Thursday 20 August 2015

Summary

Since the firm pencils down date is approaching, I'll summarize the work I've done during the summer in this post.

All of the required features mentioned in the proposal are implemented and tested, that is image attribute query, 2D image reading (using basic sampler setup) and 2D image writing. Image reading using different sampling configurations is supported too, which was an optional feature. The following sections give an overview to the state of the project.

Image attributes

Image attributes are implemented as implicit kernel arguments. The implicit arguments are added to the kernel signature by a new LLVM pass in the AMDGPU backend. The arguments are inserted immediately after the image argument they belong to. The new LLVM pass (named AMDGPUOpenCLImageTypeLoweringPass) iterates over the kernel functions found in the opencl.kernels metadata node, and performs the modifications for each function. Furthermore the pass substitutes calls to llvm.OpenCL.image.get.size* and llvm.OpenCL.image.get.format* (the suffix is 2d or 3d) with implicit parameter loads. These are not real intrinsics; neither of them are listed in any tablegen file. These pseudo-intrinsics are used in the implementation of the OpenCL get_image* builtins (see this patch).

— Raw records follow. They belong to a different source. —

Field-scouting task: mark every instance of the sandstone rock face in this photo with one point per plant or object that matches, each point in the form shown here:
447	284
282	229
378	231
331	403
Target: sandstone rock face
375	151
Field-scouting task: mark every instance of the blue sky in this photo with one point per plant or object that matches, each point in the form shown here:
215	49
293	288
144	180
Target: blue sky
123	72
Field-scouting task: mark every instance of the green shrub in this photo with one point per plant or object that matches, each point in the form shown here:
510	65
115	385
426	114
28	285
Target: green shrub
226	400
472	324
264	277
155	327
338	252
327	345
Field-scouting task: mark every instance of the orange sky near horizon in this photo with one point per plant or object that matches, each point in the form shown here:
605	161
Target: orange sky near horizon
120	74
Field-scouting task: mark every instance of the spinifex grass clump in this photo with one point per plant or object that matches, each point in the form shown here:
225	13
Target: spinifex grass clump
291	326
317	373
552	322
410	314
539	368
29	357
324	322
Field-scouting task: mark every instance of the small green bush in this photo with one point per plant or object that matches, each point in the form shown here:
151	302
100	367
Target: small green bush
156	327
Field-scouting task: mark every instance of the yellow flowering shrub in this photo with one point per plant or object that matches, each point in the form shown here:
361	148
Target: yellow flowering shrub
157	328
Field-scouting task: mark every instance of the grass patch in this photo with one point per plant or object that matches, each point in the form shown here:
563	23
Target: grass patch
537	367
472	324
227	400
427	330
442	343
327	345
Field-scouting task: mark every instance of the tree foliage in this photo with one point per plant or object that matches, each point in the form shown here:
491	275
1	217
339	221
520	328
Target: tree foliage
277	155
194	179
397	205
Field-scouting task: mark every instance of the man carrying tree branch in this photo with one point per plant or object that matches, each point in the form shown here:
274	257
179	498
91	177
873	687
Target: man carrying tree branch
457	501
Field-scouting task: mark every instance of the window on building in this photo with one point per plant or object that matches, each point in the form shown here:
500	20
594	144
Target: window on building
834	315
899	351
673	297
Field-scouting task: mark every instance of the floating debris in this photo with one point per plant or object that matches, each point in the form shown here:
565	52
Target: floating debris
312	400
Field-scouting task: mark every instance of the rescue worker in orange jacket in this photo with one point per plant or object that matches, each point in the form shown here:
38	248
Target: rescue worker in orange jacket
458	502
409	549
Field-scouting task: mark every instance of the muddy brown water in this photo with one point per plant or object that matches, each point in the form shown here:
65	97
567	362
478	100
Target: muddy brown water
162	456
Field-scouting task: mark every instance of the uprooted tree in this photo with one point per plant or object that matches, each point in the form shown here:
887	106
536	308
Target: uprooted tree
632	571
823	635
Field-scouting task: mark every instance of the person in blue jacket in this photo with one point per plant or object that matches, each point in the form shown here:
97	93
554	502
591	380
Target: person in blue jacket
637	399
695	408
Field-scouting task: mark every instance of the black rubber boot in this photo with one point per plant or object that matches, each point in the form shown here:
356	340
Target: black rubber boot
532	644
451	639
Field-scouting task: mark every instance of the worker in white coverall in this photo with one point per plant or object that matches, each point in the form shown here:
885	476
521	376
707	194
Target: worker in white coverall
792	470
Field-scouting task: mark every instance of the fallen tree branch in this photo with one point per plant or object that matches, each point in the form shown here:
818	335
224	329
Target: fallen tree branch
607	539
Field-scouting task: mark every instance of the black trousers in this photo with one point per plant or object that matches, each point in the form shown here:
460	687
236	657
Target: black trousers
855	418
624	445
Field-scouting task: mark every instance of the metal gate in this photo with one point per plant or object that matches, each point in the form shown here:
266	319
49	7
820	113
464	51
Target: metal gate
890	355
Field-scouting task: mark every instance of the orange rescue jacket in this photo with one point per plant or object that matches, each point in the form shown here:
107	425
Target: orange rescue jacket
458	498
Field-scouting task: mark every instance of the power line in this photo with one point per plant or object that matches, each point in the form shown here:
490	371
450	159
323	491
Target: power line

The presence of the implicit arguments are indicated by special type strings in the kernel argument metadata. The type strings __llvm_image_size and __llvm_image_format signal clover to add the appropriate image attribute values to the kernel input vector. For more information, see this blog post and this patch.

Image reading

Clover has already supported image objects and image-related API calls when I started working on image support in May. There were only a few minor problems. The first one is that clover linearized the transfer region before mapping, e.g. mapping a 3x4x2 box got flattened into a linear transfer of size 2*slice_pitch + 4*row_pitch + 3*element_size. This is a problem in case of tiled GPU resources: the driver needs to know the exact region to be able to transfer the data correctly. See this patch.
Another problem is that the driver may override the transfer pitch, which was ignored by clover. This patch fixes the issue.
The final problem with clover was that it didn't upload any value for samplers. The hardware I was working with (Mobility Radeon HD 5850: a Juniper chip) uses texture fetch instructions that need the coordinate type, i.e. normalized or unnormalized, as an operand, rather than looking this information up from a 3D register as is the case with addressing and filter modes. This implies that the kernel code itself (rather than the pre-launch register state setup) may require the information that a sampler uses normalized or unnormalized coordinates. To this end a bitfield containing sampler configuration is uploaded as the value of the sampler argument. See this patch for the implementation. For compile-time constant global and kernel local samplers, which are not supported yet, this wouldn't be a problem of course.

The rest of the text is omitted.